Sohaib Al Masri, 41, moved with his family to a school in Jabalia refugee camp in northern Gaza shortly after war broke out in October. His home in the nearby Beit Hanoun area was destroyed in an Israeli bombing that left one of his eight children paralysed.

“Schools are supposed to be safe and not subject to any targeting,” he told The National. “Throughout our lives, in any war or escalation, we have sought refuge in schools because they are said to be protected by international law, and attacks on them are strictly prohibited.”

But the Ayyubid School, where his family was living in the Abu Zaytoun area of Jabalia, was hit by Israeli tank fire last month when troops invaded the camp, he said.

According to the Geneva-based Euro-Med Human Rights Monitor, six schools in Jabalia run by UNRWA were targeted by Israeli shelling and gunfire during the fighting between soldiers and Palestinian militants.

UNRWA chief Philippe Lazzarini said on Tuesday that 190 of the agency's sites in Gaza had been “hit or damaged or targeted” since the war began – “more than half the number of premises and the infrastructure that we have in the Gaza Strip”.

“These premises and these shelters are also used by the population to seek what remains as a possible protection. But more than 500 people so far have been killed while seeking UN protection,” Mr Lazzarini told a meeting of the agency's advisory commission in Geneva.

He said UNRWA and other UN agencies had “paid a heavy price” in the war.

“More than 200 humanitarian staff have been killed, among them 193 only from my own organisation,” he said.

They are among more than 37,700 people killed and 86,000 injured in Gaza since the war began, according to the territory's health ministry.

The war began after the Hamas militant group killed about 1,200 people and took about 250 hostage in an attack on southern Israel on October 7.

Mousa Sawy, a 46-year-old father of nine, was severely injured in an attack on an UNRWA school in the Al Fakhoura area of northern Gaza, where his family was living after their home in Tel Al Zaatar was destroyed in the early days of the war.

“At the beginning of the war, I went through a very tough experience when I got injured at [the] UNRWA-run school in Al Fakhoura,” Mr Sawy told The National.

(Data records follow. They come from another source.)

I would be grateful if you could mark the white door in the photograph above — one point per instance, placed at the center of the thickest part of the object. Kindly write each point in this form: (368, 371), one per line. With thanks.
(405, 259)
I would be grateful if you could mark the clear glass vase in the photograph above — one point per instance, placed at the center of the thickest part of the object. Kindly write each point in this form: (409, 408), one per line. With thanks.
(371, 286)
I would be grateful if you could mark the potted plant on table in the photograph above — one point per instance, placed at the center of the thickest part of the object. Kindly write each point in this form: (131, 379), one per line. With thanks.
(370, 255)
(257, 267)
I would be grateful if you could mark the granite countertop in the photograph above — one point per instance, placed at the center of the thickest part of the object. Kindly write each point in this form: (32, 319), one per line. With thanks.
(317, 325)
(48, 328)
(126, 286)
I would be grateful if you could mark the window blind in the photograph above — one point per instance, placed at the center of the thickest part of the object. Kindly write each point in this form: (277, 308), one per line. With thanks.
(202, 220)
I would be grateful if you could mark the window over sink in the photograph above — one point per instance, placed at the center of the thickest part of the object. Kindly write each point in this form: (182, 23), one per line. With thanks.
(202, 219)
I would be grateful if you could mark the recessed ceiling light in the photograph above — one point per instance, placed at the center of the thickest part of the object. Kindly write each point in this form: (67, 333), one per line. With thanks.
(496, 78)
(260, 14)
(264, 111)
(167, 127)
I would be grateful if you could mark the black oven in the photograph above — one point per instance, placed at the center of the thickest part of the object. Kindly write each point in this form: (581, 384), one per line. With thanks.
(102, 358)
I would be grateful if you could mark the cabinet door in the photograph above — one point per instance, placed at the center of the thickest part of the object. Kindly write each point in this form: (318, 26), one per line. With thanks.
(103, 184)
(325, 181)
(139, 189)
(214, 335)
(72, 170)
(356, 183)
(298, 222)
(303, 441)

“I was there with my wife, lighting a fire to cook for the children, and suddenly, an Israeli missile struck. I suffered a severe abdominal injury that kept me in pain for three months, and my wife and daughters also sustained minor injuries. Many people were martyred that day,” he said.

The family moved to another UNRWA school and live in a classroom, which Mr Sawy said was better than living in a tent in hot weather without any facilities, as many displaced Gazans have been forced to do.

“Here we can be reached for aid and water [deliveries], but no one will look for us outside the school or in a tent,” he said.

However, they live in fear of another attack.

“We believed when we moved to the schools that it would be a safe place for us, especially since they have the United Nations logo and are well-known locations to the Israeli army,” Mr Sawy said. “Schools are no longer safe, and targeting them has become normal without affecting global opinion.

“Every minute, we imagine that we will be targeted and bombed because, literally, there is no safe place left in Gaza.”

Mr Al Masri and his family, who returned to the Ayyubid School in Jabalia after the fighting ended, also say they live “in constant fear of Israeli shelling or targeting”.

“In previous wars, there were not many attacks on schools, but in this war, everything has changed,” he said.